Grilling Alternatives and Options

As you move beyond the basic grill design, most manufacturers offer several options to enhance your grilling abilities. Some of these options are:

  • Multi-tier grills - There are grills that add a second and even a third cooking surface above the main one. Because the temperature drops considerably as the distance between the cooking surface and fuel source increases, the second cooking surface is typically used for things like steaming vegetables and keeping cooked meat warm.
  • Side burners - By running a hose on a gas grill to a small burner attached to the side of the grill, manufacturers provide a way to cook sauces or other foods that need to be in a pan or pot.
  • Rotisserie - This is a long metal rod suspended horizontally above the fuel source and rotated slowly, usually by an electric motor. It is used primarily for slow-roasting poultry or vegetables.

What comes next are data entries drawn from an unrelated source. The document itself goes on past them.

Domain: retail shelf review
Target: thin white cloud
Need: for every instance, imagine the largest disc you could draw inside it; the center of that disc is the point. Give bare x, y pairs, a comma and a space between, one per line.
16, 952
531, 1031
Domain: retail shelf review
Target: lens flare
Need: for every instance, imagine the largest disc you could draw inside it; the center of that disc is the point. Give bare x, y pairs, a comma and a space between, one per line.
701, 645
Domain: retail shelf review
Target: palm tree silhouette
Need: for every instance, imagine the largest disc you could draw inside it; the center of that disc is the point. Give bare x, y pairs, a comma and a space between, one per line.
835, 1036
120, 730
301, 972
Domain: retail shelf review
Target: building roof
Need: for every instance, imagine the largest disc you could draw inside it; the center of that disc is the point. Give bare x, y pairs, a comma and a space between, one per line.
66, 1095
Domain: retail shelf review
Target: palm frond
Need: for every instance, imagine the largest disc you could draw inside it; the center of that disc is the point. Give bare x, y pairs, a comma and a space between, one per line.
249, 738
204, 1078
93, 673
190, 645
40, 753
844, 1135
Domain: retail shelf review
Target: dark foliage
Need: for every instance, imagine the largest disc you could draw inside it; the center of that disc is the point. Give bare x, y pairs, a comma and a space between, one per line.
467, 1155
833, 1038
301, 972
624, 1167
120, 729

While charcoal and gas grills are the most popular, there are alternatives. The most common is electric. An electric grill has a heating element either embedded within the cooking surface or directly below it. A drip pan catches the grease and fat that cooks out of the meat. Electric grills are typically portable, and most are small enough to place on a table or countertop. Unlike gas or charcoal grills, electric grills can be used indoors.

Another type of grill that is catching on at the premium end of the market is infrared. Infrared grills use special ceramic-plate burners that radiate infrared heat. According to Thermal Engineering Corporation (TEC), infrared grilling does not dry the meat out and can generate a much higher temperature (up to 1,650 F / 899 C) than any other type of grill.